The spaghetti-interface inside Facebook’s controls is a lot more complicated than the standard end-user will ever grasp, desire to grasp, or even manage to the point of protecting themselves online. This will, in fact, result in story after story (and possibly court case after court case) of people doing “OMG! HORRIBLE” stuff online while they were supposedly engaged in another responsibility, thus resulting people getting fired, expelled, suspended, or just outright sued. But, OpenGraph is an amazing feature of the Internet.
It’s The Worst
Facebook is a money machine, it pulls revenue from apps and ads. Third party sites use it’s demographic data to predict and project desired products, people that are not Facebook get to track, abuse and use information about Facebook users whenever they pay a fee to get access to their holy grail of all business commerce since the dawn of commerce – details about the customer. These things, in and of themselves, are awesome. I’d love a site to know that I like shooting with Canon gear, and present me with things when I visit that will fit that, sure – but I know how to find that stuff myself as is. In fact, Facebook is positioning itself to make decisions for its users, with or without their consent.

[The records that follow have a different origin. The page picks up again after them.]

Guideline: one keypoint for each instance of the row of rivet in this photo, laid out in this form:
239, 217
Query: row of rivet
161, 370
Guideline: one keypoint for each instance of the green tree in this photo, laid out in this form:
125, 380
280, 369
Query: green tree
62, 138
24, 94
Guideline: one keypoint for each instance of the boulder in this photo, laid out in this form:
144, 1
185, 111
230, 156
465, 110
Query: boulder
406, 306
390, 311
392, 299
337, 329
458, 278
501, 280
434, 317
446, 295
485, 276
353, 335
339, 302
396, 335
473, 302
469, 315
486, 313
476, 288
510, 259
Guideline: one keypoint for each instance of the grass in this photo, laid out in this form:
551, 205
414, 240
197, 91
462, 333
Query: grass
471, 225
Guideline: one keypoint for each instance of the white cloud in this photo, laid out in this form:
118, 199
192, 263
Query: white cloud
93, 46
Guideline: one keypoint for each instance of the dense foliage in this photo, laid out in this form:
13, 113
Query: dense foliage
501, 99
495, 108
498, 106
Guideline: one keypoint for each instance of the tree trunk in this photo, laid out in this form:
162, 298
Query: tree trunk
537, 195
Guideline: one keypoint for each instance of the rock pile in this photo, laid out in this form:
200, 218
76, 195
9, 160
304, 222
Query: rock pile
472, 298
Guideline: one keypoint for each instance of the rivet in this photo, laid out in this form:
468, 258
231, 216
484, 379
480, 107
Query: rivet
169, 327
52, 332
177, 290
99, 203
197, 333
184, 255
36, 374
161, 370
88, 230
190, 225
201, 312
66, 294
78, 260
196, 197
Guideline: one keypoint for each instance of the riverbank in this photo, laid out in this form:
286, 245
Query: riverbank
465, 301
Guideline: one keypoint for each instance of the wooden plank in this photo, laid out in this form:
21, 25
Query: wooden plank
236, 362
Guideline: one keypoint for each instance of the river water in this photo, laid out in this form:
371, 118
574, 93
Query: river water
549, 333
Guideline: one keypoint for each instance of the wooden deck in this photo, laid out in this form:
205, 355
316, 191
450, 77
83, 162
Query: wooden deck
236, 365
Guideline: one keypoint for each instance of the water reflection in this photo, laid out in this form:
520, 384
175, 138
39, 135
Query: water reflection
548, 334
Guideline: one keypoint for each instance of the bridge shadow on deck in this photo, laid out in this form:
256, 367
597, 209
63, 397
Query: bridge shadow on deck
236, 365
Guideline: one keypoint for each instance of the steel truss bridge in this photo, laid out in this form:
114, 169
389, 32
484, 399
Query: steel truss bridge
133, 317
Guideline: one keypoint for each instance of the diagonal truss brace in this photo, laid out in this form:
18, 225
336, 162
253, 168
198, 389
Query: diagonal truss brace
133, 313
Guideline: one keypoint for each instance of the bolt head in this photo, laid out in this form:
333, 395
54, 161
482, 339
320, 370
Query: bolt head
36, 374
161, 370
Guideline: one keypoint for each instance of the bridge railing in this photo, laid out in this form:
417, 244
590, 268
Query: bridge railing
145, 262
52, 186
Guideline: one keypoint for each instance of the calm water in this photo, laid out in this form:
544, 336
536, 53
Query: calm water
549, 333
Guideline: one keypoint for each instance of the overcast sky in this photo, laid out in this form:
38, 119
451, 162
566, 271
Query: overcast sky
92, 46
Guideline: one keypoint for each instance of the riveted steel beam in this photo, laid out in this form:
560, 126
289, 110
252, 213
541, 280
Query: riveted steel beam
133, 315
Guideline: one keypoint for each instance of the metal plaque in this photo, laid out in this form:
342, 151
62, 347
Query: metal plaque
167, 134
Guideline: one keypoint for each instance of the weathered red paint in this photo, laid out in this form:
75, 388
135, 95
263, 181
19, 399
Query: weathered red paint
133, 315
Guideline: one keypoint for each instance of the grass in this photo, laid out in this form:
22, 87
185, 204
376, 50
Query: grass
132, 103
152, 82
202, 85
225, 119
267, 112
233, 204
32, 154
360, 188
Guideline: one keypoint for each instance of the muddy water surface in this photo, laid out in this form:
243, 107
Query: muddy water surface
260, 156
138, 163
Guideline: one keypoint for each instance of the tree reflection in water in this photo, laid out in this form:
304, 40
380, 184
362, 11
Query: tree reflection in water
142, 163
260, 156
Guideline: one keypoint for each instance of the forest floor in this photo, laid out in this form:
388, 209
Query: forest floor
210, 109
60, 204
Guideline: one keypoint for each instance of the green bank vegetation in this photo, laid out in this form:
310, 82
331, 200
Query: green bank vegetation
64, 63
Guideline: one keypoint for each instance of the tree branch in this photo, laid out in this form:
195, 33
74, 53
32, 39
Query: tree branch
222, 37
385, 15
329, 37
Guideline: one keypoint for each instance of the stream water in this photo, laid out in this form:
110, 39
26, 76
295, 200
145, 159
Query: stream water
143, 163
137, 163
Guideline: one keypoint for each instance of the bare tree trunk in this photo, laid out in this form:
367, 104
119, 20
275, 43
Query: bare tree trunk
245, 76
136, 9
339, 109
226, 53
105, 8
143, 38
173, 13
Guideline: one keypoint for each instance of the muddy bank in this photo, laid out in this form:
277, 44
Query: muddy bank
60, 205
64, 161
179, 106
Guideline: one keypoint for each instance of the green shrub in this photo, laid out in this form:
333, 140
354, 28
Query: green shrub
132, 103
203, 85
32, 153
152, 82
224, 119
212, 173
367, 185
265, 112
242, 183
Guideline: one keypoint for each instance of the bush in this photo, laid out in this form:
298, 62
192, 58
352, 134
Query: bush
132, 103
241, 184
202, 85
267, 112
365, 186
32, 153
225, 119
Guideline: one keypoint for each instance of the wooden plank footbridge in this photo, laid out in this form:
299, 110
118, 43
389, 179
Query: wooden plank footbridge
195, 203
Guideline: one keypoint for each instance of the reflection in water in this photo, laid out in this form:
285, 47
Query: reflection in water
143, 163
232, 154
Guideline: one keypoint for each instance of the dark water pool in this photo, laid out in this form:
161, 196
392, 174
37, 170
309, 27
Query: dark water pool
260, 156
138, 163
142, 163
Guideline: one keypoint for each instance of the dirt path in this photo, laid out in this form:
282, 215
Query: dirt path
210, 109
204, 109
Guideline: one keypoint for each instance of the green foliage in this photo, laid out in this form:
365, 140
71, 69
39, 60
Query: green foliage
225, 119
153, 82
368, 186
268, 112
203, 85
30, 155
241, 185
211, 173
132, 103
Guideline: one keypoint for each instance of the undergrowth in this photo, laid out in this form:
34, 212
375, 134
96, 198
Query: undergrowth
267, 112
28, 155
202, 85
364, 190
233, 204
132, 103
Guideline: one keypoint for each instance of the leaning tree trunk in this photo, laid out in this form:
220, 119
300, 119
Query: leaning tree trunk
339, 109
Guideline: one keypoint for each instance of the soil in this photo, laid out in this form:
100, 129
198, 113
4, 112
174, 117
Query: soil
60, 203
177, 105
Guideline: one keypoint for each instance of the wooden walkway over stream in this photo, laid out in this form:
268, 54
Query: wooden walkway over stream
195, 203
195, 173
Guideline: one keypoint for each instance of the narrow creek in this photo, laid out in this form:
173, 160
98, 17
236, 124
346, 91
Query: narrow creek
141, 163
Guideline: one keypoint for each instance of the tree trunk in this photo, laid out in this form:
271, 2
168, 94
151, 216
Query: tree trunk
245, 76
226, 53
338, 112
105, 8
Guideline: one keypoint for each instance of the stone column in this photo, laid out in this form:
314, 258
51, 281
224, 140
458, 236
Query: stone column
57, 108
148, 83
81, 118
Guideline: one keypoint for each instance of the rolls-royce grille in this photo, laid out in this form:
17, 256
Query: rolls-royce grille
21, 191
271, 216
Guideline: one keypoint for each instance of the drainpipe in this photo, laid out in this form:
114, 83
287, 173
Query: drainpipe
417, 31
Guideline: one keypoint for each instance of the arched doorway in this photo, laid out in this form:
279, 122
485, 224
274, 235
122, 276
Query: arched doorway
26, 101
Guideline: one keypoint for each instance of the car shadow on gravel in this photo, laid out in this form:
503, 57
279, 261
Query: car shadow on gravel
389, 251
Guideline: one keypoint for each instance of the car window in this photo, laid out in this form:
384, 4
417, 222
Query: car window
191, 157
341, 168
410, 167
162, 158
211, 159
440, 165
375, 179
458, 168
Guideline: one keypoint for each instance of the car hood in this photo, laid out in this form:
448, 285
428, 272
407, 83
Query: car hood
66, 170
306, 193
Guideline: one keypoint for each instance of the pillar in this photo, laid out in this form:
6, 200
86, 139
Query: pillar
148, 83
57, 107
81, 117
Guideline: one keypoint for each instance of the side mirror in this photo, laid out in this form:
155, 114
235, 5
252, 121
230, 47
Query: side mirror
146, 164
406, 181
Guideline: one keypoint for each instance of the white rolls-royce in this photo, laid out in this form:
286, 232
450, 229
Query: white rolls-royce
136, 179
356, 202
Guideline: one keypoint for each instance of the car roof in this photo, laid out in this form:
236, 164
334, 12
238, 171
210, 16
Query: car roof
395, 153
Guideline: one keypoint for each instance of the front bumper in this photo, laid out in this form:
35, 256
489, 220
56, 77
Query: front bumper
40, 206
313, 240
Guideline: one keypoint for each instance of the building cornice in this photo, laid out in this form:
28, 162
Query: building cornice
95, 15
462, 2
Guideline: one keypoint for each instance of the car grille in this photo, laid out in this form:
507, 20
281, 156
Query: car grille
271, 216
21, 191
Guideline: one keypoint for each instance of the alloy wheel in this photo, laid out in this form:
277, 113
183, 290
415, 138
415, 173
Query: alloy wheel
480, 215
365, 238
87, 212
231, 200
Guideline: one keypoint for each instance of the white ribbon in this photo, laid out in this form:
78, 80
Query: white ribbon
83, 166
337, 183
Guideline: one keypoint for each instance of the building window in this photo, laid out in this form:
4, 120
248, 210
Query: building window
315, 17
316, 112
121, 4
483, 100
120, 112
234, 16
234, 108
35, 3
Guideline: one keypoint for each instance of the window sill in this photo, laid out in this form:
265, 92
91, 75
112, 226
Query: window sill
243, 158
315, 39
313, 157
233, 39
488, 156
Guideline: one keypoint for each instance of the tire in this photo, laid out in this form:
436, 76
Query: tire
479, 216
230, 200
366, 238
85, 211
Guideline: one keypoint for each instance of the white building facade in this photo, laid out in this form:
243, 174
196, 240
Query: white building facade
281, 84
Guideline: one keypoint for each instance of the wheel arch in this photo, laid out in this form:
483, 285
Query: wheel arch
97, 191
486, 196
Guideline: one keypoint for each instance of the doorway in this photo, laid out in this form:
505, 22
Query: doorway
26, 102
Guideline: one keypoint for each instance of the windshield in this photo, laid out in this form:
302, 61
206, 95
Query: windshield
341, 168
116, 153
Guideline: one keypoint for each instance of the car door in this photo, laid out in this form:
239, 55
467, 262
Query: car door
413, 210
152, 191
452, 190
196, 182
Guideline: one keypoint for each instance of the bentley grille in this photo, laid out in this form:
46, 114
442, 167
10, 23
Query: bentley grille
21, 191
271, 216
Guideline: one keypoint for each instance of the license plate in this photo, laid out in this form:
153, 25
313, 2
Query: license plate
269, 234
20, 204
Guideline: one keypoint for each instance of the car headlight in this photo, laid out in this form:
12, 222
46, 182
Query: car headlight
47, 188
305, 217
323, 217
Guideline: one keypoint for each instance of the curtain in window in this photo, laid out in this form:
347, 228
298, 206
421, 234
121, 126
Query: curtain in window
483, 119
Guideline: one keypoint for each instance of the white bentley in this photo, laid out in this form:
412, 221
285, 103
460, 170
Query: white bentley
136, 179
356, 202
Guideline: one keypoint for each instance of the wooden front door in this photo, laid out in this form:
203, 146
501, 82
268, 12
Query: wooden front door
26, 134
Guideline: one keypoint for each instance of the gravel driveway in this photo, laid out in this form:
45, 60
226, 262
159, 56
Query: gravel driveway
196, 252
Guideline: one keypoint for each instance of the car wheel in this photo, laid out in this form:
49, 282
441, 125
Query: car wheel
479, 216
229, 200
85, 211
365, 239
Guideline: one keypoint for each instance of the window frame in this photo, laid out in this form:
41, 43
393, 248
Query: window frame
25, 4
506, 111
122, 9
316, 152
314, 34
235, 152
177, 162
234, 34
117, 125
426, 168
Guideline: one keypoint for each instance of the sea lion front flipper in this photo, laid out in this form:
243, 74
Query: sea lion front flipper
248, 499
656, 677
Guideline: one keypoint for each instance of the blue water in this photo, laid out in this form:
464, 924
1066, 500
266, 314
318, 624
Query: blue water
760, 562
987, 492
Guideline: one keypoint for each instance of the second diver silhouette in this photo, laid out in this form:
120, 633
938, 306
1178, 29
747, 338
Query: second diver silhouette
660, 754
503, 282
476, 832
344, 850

Facebook has already decided their end users can’t put people in lists and organize their status-stream in a fashion that makes sense to them on their own record. Facebook even decides what is interesting to their users, free of charge.
Aside from Facebook’s legal battles revolving around tracking their users even after they log out of Facebook; aside from the fact that they’re openly telling people they will overshare about their lives online, and then justifying it as the price you pay for using their “free” service; aside from all that, at the end of the day – Facebook is going to take full advantage of what the majority of their users actually don’t know. Facebook is going to bank on the “average Joe’s” lack of understanding of cookies, sessions, market research data, general data mining, and what oversharing could lead to online, and they’re not going to care. If anything, Facebook is going to continue to make OpenGraph applications more appealing, even easier to access, and more invasive in the process, and the end user is going to openly Allow it.
Even worse, Facebook is going to continue to pioneer frictionless sharing and in doing so, they are going to open the door for countless other companies to practice the same scheme-think business model to take advantage of users for all they’re worth, while turning the bucks as fast as possible in the process. I’m with Mike Elgan on this one, and even more so, believe that passive sharing (meaning user-less engagement) is a fraudulent means to claim high user-engagement, even though it has little do with engaging the user.